Lorsque les femmes réclament une égalité salariale ce n’est pas qu’un mouvement social, c’est une exigence existentielle qui interroge les fondements de la société. Et les migrants ? Et les chômeurs ? Autant de pans entiers de la société qui remettent en cause les fondements de cette dernière. Idem à propos du mouvement sur les retraites. Dans une lutte comme celle de la retraite s’agit-il d’un conflit entre forces opposées ou entre conceptions de la société opposées ?
Dès lors ce sont autant de mouvements qui touchent à l’édifice de la société, bouscule ses structures ce qui est une définition de la politique.
On voit alors combien la distinction social/politique est une amputation réduisant le mouvement populaire aux récriminations et laissant la construction des réponses aux élites chargées de penser et de décider à notre place et nous à obéir ou protester.
Il y a donc une double frontière à oser franchir : dans le même temps passer de la protestation à l’élaboration d’objectifs transformateurs et s’auto considérer comme force décisive pour faire passer chacun de ses objectifs dans la réalité et dans la loi sans se mettre en situation d’attente à l’égard des formations politiques.
Cela permet de faire d’une action un levier pour ouvrir sur un dépassement des logiques qui le précèdent. Elle n’est pas simplement une action en soi. Si l’on en prend conscience, elle inaugure un enchaînement de faits qui remet en cause la normalité des interprétations traditionnelles jusque-là acceptées comme étant la normalité. Alors que la politique comme fait de s’en remettre « aux corps intermédiaires – les partis -est vécue comme reproduction de ce qui a provoqué la mobilisation.
Donc pour nous, il n’y a de politique qu’en supprimant de nos désirs tout intermédiaire ou médiation institutionnelle.

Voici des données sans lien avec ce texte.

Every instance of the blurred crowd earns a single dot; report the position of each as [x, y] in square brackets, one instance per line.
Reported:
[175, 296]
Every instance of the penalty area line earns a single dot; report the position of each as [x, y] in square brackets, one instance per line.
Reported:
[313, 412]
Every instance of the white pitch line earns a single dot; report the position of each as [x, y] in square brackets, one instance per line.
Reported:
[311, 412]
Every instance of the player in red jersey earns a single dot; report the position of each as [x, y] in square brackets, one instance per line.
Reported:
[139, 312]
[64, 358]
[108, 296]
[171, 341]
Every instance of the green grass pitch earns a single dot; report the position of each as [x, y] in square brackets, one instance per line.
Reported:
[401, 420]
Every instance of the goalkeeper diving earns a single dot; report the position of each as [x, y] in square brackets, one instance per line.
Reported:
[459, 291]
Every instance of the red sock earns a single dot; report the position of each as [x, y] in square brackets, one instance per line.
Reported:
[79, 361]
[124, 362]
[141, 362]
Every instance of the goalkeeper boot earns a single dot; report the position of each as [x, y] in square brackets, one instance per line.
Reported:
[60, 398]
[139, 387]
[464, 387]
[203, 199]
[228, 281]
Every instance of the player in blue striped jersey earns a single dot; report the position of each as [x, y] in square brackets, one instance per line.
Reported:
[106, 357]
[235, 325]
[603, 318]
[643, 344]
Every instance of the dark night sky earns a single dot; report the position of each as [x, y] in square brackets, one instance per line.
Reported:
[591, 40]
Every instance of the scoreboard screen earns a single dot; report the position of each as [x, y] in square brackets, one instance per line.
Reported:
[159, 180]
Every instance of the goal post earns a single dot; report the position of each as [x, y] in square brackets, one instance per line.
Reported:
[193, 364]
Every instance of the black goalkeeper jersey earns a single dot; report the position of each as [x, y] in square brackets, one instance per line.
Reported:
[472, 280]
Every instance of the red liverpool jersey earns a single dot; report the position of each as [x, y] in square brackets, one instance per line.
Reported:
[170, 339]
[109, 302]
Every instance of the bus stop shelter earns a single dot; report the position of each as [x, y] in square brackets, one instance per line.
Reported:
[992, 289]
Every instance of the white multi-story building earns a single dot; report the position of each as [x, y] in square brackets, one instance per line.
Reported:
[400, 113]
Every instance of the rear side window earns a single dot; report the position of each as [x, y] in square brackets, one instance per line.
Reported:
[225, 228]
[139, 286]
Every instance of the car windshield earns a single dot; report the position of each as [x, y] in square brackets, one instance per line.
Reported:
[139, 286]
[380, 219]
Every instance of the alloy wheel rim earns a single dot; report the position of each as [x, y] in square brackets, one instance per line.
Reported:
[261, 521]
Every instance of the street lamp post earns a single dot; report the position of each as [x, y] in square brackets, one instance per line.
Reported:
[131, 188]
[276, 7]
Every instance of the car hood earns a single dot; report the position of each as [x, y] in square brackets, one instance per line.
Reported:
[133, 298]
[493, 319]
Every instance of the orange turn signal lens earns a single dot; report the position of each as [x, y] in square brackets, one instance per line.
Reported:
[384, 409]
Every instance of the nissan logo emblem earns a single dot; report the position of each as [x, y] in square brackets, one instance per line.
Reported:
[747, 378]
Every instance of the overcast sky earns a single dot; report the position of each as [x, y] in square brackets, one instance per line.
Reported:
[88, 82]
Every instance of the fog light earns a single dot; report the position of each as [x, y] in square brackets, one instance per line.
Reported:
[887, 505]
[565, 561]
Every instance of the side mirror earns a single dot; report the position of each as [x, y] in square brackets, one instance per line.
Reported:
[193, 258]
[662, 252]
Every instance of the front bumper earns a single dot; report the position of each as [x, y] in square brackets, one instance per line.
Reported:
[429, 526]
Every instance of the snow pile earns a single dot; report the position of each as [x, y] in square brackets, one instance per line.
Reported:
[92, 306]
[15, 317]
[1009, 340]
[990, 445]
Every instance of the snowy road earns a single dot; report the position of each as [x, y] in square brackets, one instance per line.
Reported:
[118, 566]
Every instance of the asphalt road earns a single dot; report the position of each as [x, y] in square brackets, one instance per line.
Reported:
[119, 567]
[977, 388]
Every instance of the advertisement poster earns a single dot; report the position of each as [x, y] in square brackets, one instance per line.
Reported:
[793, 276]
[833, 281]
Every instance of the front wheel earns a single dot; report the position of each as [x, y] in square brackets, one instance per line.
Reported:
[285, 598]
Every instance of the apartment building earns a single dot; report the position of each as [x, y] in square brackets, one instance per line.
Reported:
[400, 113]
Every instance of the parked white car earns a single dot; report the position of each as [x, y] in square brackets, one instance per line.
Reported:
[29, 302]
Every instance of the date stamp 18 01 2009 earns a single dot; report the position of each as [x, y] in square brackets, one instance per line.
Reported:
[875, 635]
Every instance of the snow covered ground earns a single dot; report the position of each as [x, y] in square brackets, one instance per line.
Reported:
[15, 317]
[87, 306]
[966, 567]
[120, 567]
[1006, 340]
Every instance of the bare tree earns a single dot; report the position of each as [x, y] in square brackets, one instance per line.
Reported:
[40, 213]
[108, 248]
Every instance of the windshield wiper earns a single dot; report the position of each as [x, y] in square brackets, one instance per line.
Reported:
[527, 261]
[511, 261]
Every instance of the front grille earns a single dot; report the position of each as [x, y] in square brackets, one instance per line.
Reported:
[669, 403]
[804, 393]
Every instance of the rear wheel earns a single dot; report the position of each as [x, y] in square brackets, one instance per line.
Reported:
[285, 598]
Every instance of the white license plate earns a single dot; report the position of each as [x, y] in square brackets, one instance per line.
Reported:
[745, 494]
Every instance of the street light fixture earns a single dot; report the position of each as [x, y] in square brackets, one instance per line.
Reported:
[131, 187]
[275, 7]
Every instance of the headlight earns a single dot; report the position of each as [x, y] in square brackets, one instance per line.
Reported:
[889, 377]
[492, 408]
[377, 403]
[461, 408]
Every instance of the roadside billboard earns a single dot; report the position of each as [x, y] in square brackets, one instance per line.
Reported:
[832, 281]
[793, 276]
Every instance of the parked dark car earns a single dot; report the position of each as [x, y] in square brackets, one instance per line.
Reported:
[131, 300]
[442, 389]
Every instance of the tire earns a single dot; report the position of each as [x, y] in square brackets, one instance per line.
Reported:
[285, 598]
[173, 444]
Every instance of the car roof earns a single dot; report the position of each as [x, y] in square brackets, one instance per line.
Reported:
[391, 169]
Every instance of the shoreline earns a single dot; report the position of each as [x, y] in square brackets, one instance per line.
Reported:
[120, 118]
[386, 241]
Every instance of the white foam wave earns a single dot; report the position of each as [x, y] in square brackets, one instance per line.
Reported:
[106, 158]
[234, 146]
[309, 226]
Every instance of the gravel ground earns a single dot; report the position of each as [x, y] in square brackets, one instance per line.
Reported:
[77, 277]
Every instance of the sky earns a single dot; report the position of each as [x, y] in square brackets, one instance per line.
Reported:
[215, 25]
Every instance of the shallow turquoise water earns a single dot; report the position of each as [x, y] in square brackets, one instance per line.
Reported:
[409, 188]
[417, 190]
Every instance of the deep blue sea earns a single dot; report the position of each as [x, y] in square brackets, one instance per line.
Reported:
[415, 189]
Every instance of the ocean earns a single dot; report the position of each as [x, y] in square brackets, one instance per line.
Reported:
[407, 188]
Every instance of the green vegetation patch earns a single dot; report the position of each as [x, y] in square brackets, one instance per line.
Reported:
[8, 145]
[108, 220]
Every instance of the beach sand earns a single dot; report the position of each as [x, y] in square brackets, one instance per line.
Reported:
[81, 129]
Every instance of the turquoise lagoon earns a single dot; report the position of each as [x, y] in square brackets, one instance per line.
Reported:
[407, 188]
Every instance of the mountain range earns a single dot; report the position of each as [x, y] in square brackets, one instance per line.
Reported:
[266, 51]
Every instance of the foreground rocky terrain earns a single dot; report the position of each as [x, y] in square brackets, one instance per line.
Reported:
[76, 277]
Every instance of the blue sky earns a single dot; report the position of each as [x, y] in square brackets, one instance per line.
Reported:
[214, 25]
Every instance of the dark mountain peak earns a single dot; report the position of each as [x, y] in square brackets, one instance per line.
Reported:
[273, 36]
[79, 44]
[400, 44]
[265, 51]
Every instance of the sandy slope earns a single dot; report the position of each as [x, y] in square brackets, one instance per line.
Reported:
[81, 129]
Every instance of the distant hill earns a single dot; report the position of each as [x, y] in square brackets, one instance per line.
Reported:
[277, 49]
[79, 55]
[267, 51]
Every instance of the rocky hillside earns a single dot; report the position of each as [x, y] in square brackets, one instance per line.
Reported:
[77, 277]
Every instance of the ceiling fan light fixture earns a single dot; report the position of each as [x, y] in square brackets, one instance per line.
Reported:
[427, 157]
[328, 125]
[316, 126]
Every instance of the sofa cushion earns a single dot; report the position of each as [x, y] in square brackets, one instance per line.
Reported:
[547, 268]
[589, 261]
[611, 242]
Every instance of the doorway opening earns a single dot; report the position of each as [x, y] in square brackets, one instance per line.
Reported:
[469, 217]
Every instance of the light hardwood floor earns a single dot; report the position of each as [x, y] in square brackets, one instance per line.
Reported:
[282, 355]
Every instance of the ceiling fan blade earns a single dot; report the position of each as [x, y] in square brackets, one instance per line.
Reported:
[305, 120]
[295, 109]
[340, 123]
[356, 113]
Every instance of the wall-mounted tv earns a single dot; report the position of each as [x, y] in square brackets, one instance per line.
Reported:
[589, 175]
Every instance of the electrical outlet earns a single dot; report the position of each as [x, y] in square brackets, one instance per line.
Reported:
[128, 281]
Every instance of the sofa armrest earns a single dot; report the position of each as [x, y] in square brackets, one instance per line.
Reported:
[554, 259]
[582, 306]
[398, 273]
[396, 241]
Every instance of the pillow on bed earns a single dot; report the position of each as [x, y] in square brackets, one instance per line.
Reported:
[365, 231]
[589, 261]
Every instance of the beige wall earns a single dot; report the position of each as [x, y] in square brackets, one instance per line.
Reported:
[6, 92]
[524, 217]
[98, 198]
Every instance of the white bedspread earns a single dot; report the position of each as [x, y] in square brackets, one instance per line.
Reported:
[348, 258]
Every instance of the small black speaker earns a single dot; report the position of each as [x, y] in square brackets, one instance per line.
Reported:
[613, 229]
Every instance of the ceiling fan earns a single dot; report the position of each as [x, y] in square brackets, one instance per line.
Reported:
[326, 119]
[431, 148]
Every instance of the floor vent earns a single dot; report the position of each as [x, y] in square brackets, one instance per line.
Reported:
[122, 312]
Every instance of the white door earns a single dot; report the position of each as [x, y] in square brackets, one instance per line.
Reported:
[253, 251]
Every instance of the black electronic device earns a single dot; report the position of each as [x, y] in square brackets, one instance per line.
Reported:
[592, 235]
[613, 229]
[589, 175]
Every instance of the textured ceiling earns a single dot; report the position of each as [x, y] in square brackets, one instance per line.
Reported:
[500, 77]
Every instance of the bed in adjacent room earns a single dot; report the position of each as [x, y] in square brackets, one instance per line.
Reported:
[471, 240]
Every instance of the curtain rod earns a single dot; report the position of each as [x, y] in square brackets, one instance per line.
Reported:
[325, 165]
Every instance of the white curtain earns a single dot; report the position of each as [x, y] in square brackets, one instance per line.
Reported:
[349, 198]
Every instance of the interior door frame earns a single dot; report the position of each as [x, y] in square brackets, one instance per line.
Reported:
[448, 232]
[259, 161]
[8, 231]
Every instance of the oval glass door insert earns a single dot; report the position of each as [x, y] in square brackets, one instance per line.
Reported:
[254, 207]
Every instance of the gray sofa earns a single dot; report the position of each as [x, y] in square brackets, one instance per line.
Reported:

D’où la quête d’éléments de rupture avec la normalité qui a provoqué ces mouvements. C’est ce qui doit définir pour nous le mot « politique ».
La politique devient immanente aux mouvements en cours. Elle devient une action indépendante de toute médiation action de dépassement faite pour être elle-même dépassée. Il ne s’agit pas de rêve mais d’oser explorer l’inconnu et d’inventer.
Occuper la rue ou un lieu : pour protester ou en faire un lieu de pouvoir ? Ce n’est pas le même agir. Attention le mot pouvoir est d’abord un verbe : Pouvoir transformer maintenant. Vu ainsi un mouvement devient la condensation de mobilisations diverses.
De ce point de vue, les mouvements peuvent devenir nature de ce que l’on appelle « finalité » elle est un mouvement. Autant d’accélérations temporelles dégagées des temporalités de la normalité – des prochaines échéances électorales – transformant les manières d’agir car transformant les manières de penser et de se penser soi-même. C’est ce qui a dû se passer lors des Printemps arabes ou parmi nombre de Palestiniens.
Mais tant que la médiation des corps intermédiaires reste l’objectif, le processus ne se poursuit pas. D’où le besoin d’affirmer où est la « sécession ».
Et ce n’est pas parce que le résultat est loin qu’il faut éluder le commencement, d’autant qu’ainsi conçu, le commencement devient une rupture avec l’ordre établi.
Il ne s’agit donc pas de faire patienter mais au contraire de faire montrer la puissance du levier que les intéressé/es ont entre leurs mains.